I think #1 is pretty self-explanatory. I used to bounce back better from misfortune but this year, it just seemed like thing after thing in my personal world - reverses in health to my parents and others I care about, the realization that my own health can get pretty fragile (though, knock wood, I haven't had any major GI issues other than things that could be attributable to the depredations of peri (or actual) menopause since mid-May). All of the budget woes at work, culminating with seeing someone who had been here longer than I had, and who was generally recognized to be an excellent and effective teacher, losing her position due to "financial exigencies." And the whole rigamarole of "furlough days" with the cognitive-dissonance inducing "You have fewer hours you will be paid for and therefore fewer hours you are 'permitted' to work, but all the work you do still needs to get done." (Joseph Heller, white courtesy phone, please). And little stupid stuff like my doctor leaving her practice - things that felt almost like an unnecessary "piling on" at that time. And yes, I know it's wrong to imagine 2016 as some conscious, malign force trying to make all our lives harder, but some days it sure FELT that way.


#2 is related to #1. Especially as regards the budgetary stuff - yes, I am technically protected by tenure but still extreme exigencies could lead to me being "RIFfed" (RIF = Reduction In Force) for a semester or even forever....and, I don't know. Maybe it's not so much trusting that I have more control over my life than last year seemed to demonstrate, but better learning how to just roll with the fact that stuff (or another, harsher, word beginning with s) happens, and you can't do much about it, and you just have to DEAL with it.

I am very bad, and have always been very bad, about dealing with stuff out of my control. A deadline I have to write something by? I'm there, and the thing is usually written well before the deadline. A skill I need to learn? I'll work on it until my fingers cramp up. But stuff that I can't influence the outcome of by being good or smart or canny or kind? It drives me crazy. And that's what a lot of the state-budget stuff is, and that's what a lot of the changes-coming-in-higher-ed  (e.g., the push to go all "virtual" for things) are.
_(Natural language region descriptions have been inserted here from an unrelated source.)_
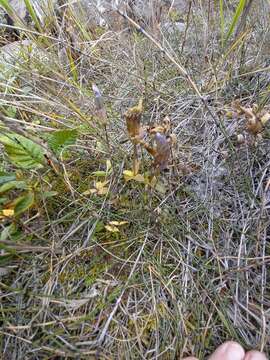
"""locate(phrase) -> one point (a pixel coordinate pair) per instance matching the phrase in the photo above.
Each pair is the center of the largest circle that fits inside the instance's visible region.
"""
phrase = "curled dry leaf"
(133, 121)
(240, 139)
(162, 152)
(100, 110)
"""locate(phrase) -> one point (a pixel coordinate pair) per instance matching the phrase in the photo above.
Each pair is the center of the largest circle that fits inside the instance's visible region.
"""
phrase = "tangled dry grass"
(190, 268)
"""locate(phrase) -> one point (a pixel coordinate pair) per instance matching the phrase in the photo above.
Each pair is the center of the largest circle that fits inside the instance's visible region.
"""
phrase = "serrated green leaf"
(23, 203)
(12, 185)
(62, 138)
(23, 152)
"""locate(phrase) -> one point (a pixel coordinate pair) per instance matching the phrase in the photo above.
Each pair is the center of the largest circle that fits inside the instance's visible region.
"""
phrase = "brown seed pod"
(133, 121)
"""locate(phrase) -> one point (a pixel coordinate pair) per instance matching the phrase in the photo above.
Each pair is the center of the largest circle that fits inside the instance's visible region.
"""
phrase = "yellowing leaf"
(112, 228)
(8, 212)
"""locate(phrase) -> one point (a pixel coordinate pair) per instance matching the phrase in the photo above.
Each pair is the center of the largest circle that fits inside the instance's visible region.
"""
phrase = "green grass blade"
(221, 12)
(5, 4)
(236, 17)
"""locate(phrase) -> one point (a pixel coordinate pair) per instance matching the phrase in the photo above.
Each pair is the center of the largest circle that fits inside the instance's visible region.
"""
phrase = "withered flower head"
(133, 120)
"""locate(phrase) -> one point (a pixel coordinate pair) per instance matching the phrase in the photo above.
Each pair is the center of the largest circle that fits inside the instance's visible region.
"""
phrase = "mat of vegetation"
(134, 178)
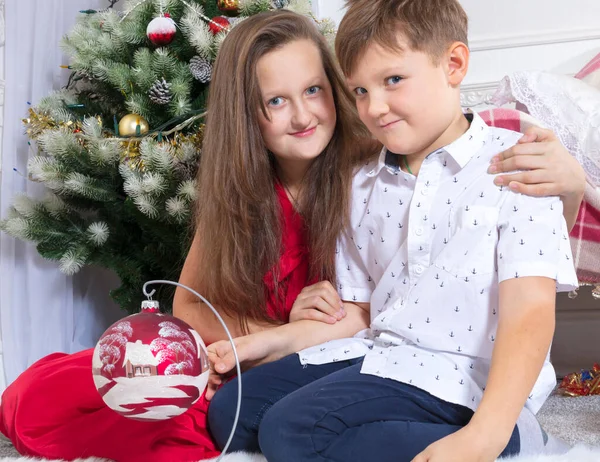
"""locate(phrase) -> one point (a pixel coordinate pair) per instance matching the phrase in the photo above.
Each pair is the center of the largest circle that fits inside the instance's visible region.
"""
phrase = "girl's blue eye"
(275, 101)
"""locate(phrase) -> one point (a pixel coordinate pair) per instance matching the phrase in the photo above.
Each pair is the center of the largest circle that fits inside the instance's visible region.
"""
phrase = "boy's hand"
(548, 168)
(251, 350)
(319, 302)
(466, 445)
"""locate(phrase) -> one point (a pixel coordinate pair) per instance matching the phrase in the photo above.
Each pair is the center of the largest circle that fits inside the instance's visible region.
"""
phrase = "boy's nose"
(377, 108)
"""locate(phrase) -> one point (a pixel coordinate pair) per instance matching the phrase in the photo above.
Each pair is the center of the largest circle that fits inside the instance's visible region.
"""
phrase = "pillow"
(568, 106)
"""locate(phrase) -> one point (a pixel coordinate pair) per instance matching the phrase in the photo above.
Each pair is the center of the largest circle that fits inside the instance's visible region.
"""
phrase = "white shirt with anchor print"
(428, 253)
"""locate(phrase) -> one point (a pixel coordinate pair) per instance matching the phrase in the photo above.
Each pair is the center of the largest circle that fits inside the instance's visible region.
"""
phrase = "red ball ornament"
(150, 366)
(218, 24)
(161, 31)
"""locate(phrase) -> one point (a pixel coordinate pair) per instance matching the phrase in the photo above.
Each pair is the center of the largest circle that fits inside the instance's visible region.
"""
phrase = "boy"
(460, 273)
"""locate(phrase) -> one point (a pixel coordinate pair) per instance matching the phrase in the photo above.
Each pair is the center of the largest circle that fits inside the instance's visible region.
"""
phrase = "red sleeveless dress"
(53, 409)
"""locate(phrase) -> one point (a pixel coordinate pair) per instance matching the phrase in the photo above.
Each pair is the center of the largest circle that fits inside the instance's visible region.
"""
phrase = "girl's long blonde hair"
(238, 213)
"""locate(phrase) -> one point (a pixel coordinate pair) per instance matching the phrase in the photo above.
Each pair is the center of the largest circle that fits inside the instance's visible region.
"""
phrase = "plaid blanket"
(585, 236)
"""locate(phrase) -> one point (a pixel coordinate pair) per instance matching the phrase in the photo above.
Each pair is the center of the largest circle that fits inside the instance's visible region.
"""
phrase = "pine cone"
(160, 93)
(201, 69)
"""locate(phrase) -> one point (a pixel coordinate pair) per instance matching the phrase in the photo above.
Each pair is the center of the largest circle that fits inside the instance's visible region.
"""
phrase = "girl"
(282, 138)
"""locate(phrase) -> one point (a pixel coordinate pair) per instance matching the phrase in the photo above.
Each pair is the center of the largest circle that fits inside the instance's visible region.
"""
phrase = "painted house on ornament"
(139, 360)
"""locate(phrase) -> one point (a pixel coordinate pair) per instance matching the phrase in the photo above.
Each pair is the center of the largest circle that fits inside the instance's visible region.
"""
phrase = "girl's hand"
(547, 167)
(466, 445)
(319, 302)
(251, 350)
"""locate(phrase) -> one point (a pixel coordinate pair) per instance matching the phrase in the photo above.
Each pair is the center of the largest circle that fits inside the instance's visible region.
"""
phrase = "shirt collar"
(464, 148)
(461, 150)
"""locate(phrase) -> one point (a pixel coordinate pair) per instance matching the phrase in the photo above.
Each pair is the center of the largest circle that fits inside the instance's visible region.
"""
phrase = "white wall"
(2, 376)
(553, 35)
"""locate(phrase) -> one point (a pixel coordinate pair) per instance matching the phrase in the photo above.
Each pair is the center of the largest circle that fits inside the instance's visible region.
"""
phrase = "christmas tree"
(118, 147)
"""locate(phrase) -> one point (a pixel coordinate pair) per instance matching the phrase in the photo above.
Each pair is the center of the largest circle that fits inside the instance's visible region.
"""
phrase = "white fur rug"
(579, 453)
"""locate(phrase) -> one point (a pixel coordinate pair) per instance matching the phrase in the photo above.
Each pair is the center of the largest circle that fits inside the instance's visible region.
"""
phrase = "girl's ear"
(457, 62)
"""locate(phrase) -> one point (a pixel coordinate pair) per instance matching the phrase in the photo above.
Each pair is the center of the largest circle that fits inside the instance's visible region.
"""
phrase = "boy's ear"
(457, 61)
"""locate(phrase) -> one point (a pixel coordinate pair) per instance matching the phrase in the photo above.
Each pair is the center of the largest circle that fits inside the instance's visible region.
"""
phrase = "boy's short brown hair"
(429, 26)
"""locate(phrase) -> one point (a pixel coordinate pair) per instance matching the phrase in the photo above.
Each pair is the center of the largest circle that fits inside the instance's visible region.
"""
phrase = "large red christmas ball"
(150, 366)
(161, 31)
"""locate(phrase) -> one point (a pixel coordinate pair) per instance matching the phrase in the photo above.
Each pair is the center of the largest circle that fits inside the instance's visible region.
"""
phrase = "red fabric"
(53, 409)
(590, 67)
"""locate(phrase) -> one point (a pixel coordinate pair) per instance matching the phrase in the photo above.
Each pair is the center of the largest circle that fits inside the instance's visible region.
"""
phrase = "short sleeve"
(534, 241)
(354, 283)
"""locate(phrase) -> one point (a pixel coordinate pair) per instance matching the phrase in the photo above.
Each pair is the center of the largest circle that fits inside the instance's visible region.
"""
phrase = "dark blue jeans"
(339, 415)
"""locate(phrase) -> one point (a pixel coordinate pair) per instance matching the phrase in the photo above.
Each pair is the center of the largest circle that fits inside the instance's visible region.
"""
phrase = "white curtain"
(41, 310)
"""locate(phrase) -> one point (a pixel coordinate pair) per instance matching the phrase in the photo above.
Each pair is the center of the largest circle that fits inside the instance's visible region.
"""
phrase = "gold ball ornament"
(231, 7)
(128, 125)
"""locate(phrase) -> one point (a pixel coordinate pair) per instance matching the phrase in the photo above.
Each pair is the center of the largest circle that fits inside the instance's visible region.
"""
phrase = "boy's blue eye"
(275, 101)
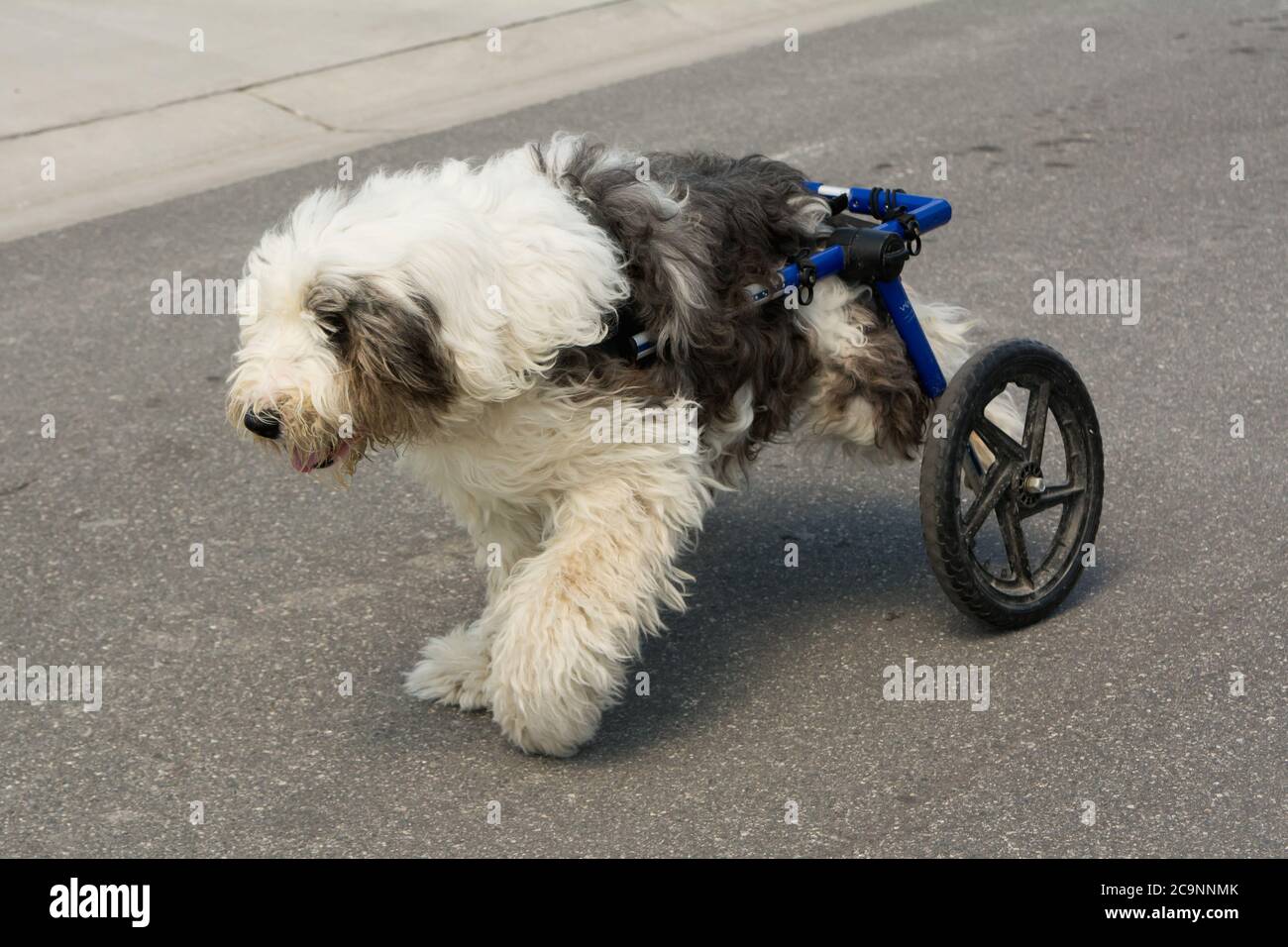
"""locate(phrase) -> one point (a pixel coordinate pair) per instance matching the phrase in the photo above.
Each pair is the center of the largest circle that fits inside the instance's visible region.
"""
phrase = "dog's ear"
(389, 339)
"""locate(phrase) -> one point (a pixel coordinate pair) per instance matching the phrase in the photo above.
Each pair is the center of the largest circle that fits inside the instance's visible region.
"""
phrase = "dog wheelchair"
(971, 470)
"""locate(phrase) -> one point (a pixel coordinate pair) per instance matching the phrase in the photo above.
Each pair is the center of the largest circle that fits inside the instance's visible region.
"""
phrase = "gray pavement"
(222, 681)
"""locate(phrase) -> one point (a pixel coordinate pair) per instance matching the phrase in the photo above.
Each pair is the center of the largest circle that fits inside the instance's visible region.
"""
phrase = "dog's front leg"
(570, 617)
(454, 668)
And I admit: I do tend to worry excessively over things I cannot influence - everything from my nearly-15-year-old refrigerator dying suddenly while I'm gone, and I return home with a trunkload of groceries and no fridge or freezer to put them in to things like "what if the university totally loses funding and has to close?" And I admit, I spend a considerable amount of mental energy in making contingency plans. (My dad likens it to "paying interest on money you may never owe" but I think of it as "contingency plans, so you kind of know what you could do if the worst happens). With the fridge: I'd run over to campus, bung what needed refrigeration in the breakroom fridge with a huge sign saying "ERICA'S STUFF: EAT THIS AND DIE" and tell the secretary I'd remove it as soon as I could fix things, then run to the local home-appliances store and pick out a new one and beg the guys to deliver it ASAP....with the losing-my-job, I have a couple plans (one of which is, in fact. moving back home with my parents and finding whatever job I can, and hoping and praying that when they're gone they leave me the house.....) Of course neither of those things may ever happen (I will probably have some warning when the fridge starts failing....) but I feel more secure having thought through what I can do. (I have always been that way).

I don't know, though. The budget stuff of last year really did throw me because up 'til then, I felt like keeping my gig was 100% on me - I had to teach well and have scholarly productivity and not be a jerk about service and all that, but if I did those things, I was fine, but the budget cuts have now raised the spectre of "you have to be BETTER than your past best" - which is why I've done things like gone to different groups that don't normally fund research and see if I can get funding from them, and volunteering to teach a class slightly out of my area of expertise.

I don't know if I'll ever totally get back that security that says "being good is good enough." I hope I do.